Por Luis Miguel Escudero
En febrero de 2013 se cumple el doscientos aniversario
del gran incendio que devastó el Palacio Real de Olite/Erriberri, una actuación
atribuida al guerrillero Francisco Espoz y Mina para mermar la operatividad de
las tropas de Napoleón en Navarra, un tópico cuya causa obedeció verdaderamente
a este fin, a la enemistad del de Idocin con el alcaide del castillo, a la reutilización
del plomo de los tejados como munición o, simplemente, al atractivo botín de
guerra. Las incógnitas todavía hoy se elevan en el tiempo, como las altas columnas
de humo de aquel destructor fuego que dejó el monumento por siglos en ruinas y
estuvo a punto de acabar del todo con él.
La versión
más manida es la que en los libros apunta que la quema se hizo para evitar que
los franceses se atrincheraran en un punto estratégico para la comunicación
entre Pamplona y Tudela. El cabecilla de la guerrilla navarra decidió, por
tanto, calcinar la fortaleza sin importarle su simbolismo histórico, la
arquitectura que conservaba o los vestigios artísticos que, como los techos
artesonados, todavía mantenía en el siglo XIX una de la residencias palaciegas
más lujosas de la Edad Media. A fin de cuentas eran tiempos de la guerra y
Espoz, un mero campesino trastocado en soldado, un militar al que luego algunos
historiadores le echaron en cara su insensibilidad gratuita.
La maniobra
destructiva aparece ligada a la toma del fuerte de Santa Lucía de Tafalla,
donde se rindió un destacamento de unos 400 franceses tras un bombardeó de
castigo de la guerrilla. El 16 de febrero de 1813, Espoz y Mina envió un parte al
general Gabriel Mendizábal en el que narró la ofensiva de Tafalla y, de forma
muy escueta, la manoseada versión del incendio del palacio de Olite.
En su
estudio sobre las ruinas del Castillo, Juan Iturralde y Suit incluyó la carta que
escribió Espoz a Mendizábal: “Así ha fenecido el sitio de la plaza de Tafalla,
y tal ha sido el resultado de su guarnición después de tres años de pacífica
posesión, a la que yo jamás pude oponerme por la falta de artillería.

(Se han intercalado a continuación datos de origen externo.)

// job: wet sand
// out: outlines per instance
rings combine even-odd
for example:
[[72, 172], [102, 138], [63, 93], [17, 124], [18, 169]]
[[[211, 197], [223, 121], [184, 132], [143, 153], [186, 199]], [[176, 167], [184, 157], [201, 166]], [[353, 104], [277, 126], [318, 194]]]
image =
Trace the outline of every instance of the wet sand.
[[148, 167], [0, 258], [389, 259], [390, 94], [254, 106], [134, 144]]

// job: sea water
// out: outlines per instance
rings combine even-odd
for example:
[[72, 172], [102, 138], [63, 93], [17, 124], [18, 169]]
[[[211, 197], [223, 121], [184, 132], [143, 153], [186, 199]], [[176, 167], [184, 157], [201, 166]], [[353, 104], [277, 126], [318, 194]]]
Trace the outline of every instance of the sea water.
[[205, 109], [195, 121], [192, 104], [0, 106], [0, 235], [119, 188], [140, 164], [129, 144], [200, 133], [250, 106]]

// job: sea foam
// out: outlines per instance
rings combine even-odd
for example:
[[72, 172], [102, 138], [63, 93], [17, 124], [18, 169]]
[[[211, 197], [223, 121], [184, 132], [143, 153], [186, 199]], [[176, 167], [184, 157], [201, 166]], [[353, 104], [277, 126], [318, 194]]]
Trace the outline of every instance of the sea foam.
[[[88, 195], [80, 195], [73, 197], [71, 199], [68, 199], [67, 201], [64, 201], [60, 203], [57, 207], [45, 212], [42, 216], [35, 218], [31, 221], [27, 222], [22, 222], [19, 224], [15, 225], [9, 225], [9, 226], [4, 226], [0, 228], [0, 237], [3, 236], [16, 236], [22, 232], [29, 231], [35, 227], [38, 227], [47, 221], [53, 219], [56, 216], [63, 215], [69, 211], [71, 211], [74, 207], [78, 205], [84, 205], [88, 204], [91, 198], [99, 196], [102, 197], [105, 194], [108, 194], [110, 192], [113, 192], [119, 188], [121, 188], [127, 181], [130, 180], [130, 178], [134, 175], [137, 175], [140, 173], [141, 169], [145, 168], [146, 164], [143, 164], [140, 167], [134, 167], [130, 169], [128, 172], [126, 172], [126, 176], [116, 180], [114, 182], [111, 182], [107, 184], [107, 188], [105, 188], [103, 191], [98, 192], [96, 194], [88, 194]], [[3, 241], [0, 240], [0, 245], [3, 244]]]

Concluida
esta operación he mandado destruir el fuerte y demoler todas las obras de
fortificación, así como también un convento inmediato, que fue de Recoletas, y
un palacio contiguo, por considerarlos a propósito para establecer guarnición
el enemigo. Lo que igualmente he
ejecutado con otro convento y palacio de Olite, a fin de tener expedita la
carretera desde Pamplona a Tudela, y obviar que el enemigo pueda cobijarse”.
Es el mismo
Iturralde quien, a finales del siglo XIX, comienza a preocuparse por la
restauración de la fortaleza y quien en su estudio no se muestra totalmente convencido
de la interpretación aniquiladora que convertía Olite en tierra quemada en un
momento en el que, precisamente, la dominación francesa comenzaba a flaquear y
su ejército a replegarse, por lo que la teoría del atrincheramiento en el
Palacio perdía fuerza. Iturralde, no en vano, destacó que tras el incendio del
edificio “las cubiertas de plomo de sus torreoncillos y garitones se fundieron
para hacer balas”, con las que Espoz y Mina perseveró para asentar su liderazgo
militar y, también, político.
Otros
autores han ligado la catástrofe a las malas relaciones que, al parecer,
mantuvo el guerrillero con la familia Ezpeleta, nobles con casa en Beire que
tenían encomendada la custodia del monumento de Olite a perpetuidad y por la
que unos años antes de la quema Joaquín Ezpeleta Dicastillo había pagado 7.000
reales de plata.
Lo cierto
es que cuando se arruinó la fortaleza de Olite a, comienzos de 1813, la
situación de los franceses en Navarra no era ni mucho menos buena. Napoleón
había sido vapuleado en Rusia y el ejecito imperial no era ni sombra del que
había dominado Europa e invadido en 1808 la Península. En Navarra habían
reducido ya sus efectivos. Muchos destacamentos abandonaban en repliegue y,
además de la de Tafalla, solo quedaban guarniciones importantes en Pamplona,
Tudela, Irurtzun o Lecunberri, muchas de ellas amenazadas por la guerrilla, que
era quien verdaderamente controlaba el territorio, por lo que difícilmente los galos
podían buscar refugio en Olite.
En
realidad, la División Navarra que mandaba Espoz y Mina controlaba todo el terruño
salvo Pamplona. A comienzos de aquel 1813, Espoz recibió, al fin, cañones por
mar que le llegaron con apoyo inglés desde Deba y Zumaia. Con ellos y una
compañía de 1.200 fieles bombardeó Tafalla, que para los franceses constituía un
rico núcleo comarcal de aprovisionamiento, sobre todo de cereal y almacenamiento
de municiones.
Los
voluntarios de la Merindad de Olite que se unieron a la guerrilla fueron
proporcionalmente superiores a los de, por ejemplo, la Cuenca de Pamplona. Espoz
pisaba terreno seguro. Según ha estudiado Francisco Miranda, solo en la
localidad de Olite, 78 vecinos se unieron a las partidas que hostigaban a los
invasores. De ellos, 11 murieron en combate y ocho cayeron presos de los
franceses, así que la pujanza de los de Napoleón era más que cuestionable en un
contexto en el que la guerra se decantaba ya a favor del todopoderoso Francisco
Espoz y Mina.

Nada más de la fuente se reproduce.